Преставляешь, мы ходили на экскурсию в самую настоящую шахту, где нам выдали каски, а потом провели по подземным туннелям, рассказали, как рождаются минералы, и показали, как выглядят их естественные вкрапления в природе. Это очень увлекательное приключение. И наконец, в ИдарОберштайне был специальный детский аттракцион «Каменный Клондайк». Там я самостоятельно, вооружившись специальным ситом, «намыла» несколько «драгоценных» камней, отшлифовала их и распилила.

Разумеется, всё добытое «богатство» осталось в собственности «кладоискательницы».

Как сейчас, помню длинную улицу, застроенную древними фахверковыми домами со сверкающими витринами сувенирных магазинов, где продаются камни всевозможных видов и расцветок. Из магазинов Идар-Оберштайна невозможно уйти без покупки на память. В этом царстве камней мы бродили часами, разглядывая изящные геммы удивительно тонкой работы, разные бусы, каменные статуэтки и вазы, миниатюрные деревья с листиками из тонких просвечивающих пластинок нефрита, настольные лампы из полупрозрачного жёлтого или розового кварца, светящиеся изнутри, и просто срезы камней: сиреневые искрящиеся кристаллы аметистов, многоцветные волнистые кольца агатов, загадочные разводы яшмы. Глаза разбегались, и остановиться на чём-нибудь одном практически невозможно. Но без мешочка самоцветов из Идар-Оберштайна не уезжал никто!

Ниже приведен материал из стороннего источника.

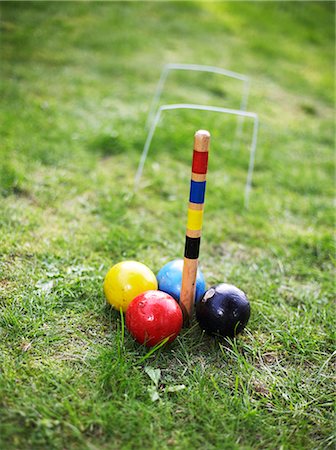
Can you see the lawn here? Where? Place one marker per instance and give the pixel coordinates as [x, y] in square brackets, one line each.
[77, 79]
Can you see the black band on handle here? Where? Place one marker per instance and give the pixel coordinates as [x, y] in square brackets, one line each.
[191, 249]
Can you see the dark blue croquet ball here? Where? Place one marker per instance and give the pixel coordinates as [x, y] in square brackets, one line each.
[170, 280]
[223, 310]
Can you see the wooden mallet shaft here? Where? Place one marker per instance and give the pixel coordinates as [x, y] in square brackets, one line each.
[194, 222]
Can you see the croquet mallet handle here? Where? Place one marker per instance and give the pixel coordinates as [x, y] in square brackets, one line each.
[194, 223]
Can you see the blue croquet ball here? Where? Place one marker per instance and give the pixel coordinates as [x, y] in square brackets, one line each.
[170, 280]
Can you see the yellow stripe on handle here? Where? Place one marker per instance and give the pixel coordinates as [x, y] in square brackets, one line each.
[194, 224]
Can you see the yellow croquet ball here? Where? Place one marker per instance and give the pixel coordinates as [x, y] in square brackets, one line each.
[126, 280]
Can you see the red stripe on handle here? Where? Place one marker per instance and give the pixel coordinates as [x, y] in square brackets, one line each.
[200, 162]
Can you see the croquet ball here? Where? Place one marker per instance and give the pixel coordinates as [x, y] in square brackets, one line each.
[126, 280]
[153, 316]
[170, 280]
[223, 310]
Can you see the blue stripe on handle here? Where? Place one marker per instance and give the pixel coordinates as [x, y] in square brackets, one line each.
[197, 191]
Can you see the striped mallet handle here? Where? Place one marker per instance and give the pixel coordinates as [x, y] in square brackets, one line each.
[194, 223]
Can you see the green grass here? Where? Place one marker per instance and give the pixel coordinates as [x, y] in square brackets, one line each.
[76, 83]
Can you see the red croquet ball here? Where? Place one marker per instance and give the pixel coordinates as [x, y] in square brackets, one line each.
[153, 316]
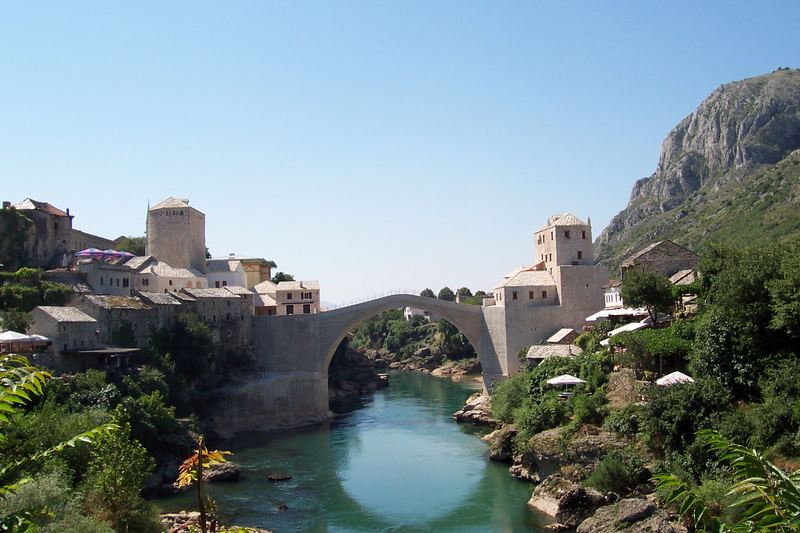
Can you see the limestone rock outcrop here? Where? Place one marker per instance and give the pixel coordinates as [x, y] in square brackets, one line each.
[477, 410]
[632, 515]
[568, 502]
[706, 161]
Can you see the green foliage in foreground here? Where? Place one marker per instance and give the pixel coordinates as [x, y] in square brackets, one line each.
[766, 499]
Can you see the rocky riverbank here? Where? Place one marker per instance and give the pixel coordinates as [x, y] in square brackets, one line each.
[559, 462]
[350, 375]
[428, 359]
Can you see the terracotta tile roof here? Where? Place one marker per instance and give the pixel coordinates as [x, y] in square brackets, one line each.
[29, 204]
[265, 287]
[265, 300]
[172, 203]
[566, 219]
[237, 290]
[210, 293]
[529, 278]
[159, 298]
[543, 351]
[561, 334]
[66, 314]
[116, 302]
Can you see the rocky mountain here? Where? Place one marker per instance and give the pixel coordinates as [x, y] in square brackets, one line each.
[729, 172]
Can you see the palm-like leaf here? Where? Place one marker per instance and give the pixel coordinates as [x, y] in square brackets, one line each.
[768, 497]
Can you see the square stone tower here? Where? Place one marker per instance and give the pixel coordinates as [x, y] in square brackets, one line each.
[176, 234]
[564, 240]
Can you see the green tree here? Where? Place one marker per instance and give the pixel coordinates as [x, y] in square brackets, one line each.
[281, 276]
[446, 293]
[653, 291]
[20, 383]
[15, 320]
[134, 245]
[116, 476]
[766, 499]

Видишь, мои покупки до сих пор лежат в конфетнице, и, читая, я люблю погружать туда руку, перебирая гладкие камешки.

С тех пор они всегда дружелюбно болтали, встречаясь. А когда Наташа дала Даниле почитать сборник стихов своего любимого Бродского, оказалось, что они любят одни и те же стихи.

Через неделю Громов пригласил её в театр на оперу «Садко», где он пел арию индийского гостя:

 
Не счесть алмазов в каменных пещерах,
Не счесть жемчужин в море полудённом —
Далёкой Индии чудес…
 

Они провели приятный вечер в театральном кафе.

Завораживающая красота, редкий цвет и внушительный размер – это всего лишь поверхностное описание этого печально известного «прóклятого» камня. Словно серийный маньяк, он убивал своих владельцев многие века. Началась его кровавая история в XVII веке в Индии. Синий бриллиант с фиолетовым отливом сразу же привлёк внимание путешественника и торговца драгоценностями Жан-Батиста Тавернье. В 1668 году он привёз камень во Францию, где продал королю Людовику XIV.

Впоследствии Жан-Батист был растерзан собаками, а король Людовик XIV встретил свою смерть от гангрены, которая развилась оттого, что он наступил на ржавый гвоздь. Алмаз «Надежда» перешёл к другому правителю, Луи XVI, который подарил великолепный камень своей возлюбленной – МарииАнтуанетте. Как известно, жизнь этой женщины оборвалась на гильотине 16 октября 1793 года. По слухам, во время казни на груди у Марии-Антуанетты висела подвеска с алмазом «Надежда».